Single eye of the heart - Present and in harmony with the moment. It uses the logic of the mind with the personal truth from the heart. Instead of writing up checklists of pros and cons, the wisdom of the heart knows exactly what is right for us in the present moment.

Through out history, poets, philosophers and prophets have regarded the human heart as a

source of divine wisdom and love. The renowned French philosopher Blaise Pascal stated:

"The heart has reasons that reason cannot know"

Such examples are endless and show the gap between ancient knowledge and the modern day scientific perspective.

It has recently been found that within the heart there is a 'little brain', which continually sends feedback to the brain, this is an ongoing two way dialogue which continually influences the others function and performance. The heart communicates to the brain in four ways; neurologically (through nerve impulses), biochemically (hormones and neurotransmitters), biophysically (pressure waves) and energetically (electromagnetic field interactions). (HeartMath, 2016)

5 Steps to Learning the language of the Heart

(Find a comfortable seat, in a cozy room with minimal distractions)

Focus Your Heart

Set an intention to move awareness from the mind, down into the heart area.

This sends a signal to the mind, that you're now shifting your perspective from the outside world and are now becoming centered in the world within you.

Slow Your Breathing

With each inhale and exhale, hold for a count of 5 and direct the breathe down into diaphragm.

This will send a signal to your body that you're in a safe space and will neutralize the flight, fight response, thus stimulating the relaxation of the nervous system (parasympathetic response).

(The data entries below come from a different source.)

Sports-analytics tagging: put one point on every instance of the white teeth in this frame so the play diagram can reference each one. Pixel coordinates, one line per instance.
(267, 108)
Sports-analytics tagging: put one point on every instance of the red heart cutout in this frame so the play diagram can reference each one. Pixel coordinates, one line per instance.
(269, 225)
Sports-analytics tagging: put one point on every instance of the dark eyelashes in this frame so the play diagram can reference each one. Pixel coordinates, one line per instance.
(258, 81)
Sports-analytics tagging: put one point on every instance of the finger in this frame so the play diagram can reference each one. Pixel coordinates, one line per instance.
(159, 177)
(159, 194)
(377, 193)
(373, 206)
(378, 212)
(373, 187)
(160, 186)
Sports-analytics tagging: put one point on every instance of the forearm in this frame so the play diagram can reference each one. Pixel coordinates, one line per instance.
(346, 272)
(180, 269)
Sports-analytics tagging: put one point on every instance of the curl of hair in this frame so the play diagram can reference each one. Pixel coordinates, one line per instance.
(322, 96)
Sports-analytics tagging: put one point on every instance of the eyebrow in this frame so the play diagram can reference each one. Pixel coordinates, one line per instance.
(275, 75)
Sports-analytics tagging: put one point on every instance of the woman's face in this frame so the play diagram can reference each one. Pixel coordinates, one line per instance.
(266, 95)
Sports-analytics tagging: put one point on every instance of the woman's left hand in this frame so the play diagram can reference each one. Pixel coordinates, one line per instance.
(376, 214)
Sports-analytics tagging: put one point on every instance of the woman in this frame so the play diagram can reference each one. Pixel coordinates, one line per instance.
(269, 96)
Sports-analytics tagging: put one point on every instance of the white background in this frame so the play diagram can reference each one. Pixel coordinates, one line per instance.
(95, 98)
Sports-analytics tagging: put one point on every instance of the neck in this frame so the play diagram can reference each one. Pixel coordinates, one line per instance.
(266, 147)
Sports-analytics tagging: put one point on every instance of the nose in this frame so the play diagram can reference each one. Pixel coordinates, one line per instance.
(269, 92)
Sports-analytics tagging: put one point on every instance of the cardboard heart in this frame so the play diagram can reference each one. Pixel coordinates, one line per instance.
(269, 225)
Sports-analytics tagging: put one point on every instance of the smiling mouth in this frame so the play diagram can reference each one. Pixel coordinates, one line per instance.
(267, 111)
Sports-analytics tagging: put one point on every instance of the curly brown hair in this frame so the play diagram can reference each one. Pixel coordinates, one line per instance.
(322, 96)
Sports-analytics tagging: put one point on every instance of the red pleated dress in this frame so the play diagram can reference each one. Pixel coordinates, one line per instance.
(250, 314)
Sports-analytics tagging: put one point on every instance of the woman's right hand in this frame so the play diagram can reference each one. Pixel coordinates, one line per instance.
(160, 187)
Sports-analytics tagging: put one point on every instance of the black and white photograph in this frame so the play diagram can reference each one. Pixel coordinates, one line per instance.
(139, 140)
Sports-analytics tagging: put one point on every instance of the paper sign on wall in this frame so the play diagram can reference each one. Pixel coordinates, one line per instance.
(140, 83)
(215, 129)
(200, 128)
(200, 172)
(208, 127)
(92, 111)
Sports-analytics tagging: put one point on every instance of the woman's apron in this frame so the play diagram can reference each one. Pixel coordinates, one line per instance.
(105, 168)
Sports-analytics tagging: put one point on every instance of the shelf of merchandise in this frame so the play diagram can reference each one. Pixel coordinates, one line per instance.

Feel a Rejuvenating Feeling

Feel a genuine sense of compassion and caring, direct the feeling out from your heart center. You can send this out to anyone or anything. The more important part is that you tune into this energy center, allowing the feeling to be as sincere and heartfelt as possible. Its the quality of this feeling which fine-tunes and regulates the coherence between your heart and brain.

Asking the Heart Intelligence a Question

Now that we've created harmony between our brains and heart, we can tap into the Wisdom of the Heart. As you continue to breathe and hold the focus in your heart, its now time ask that all important question.

Keeping the question short and brief, allows your heart to communicate its truth. There's no need for a preface or the history of an event before the question. Allow the totality of the question to sink into your heart center,


If this is your first time observing the sensations in the body, this is a great practice of drawing awareness inside,

Simply observe all the feelings and sensations, as the question is asked. Feelings such as; warmth from the heart and gut, peaceful sensation or maybe there are mixed feelings - each feeling is welcome, even those which are uncomfortable, the trick is to be an observer and feel what the heart has to communicate.

This 5 step process empowers us to make intelligent, heart based decisions. When we feel unsure who to ask or turn to, sometime our greatest guide is only 18Inches from our brain!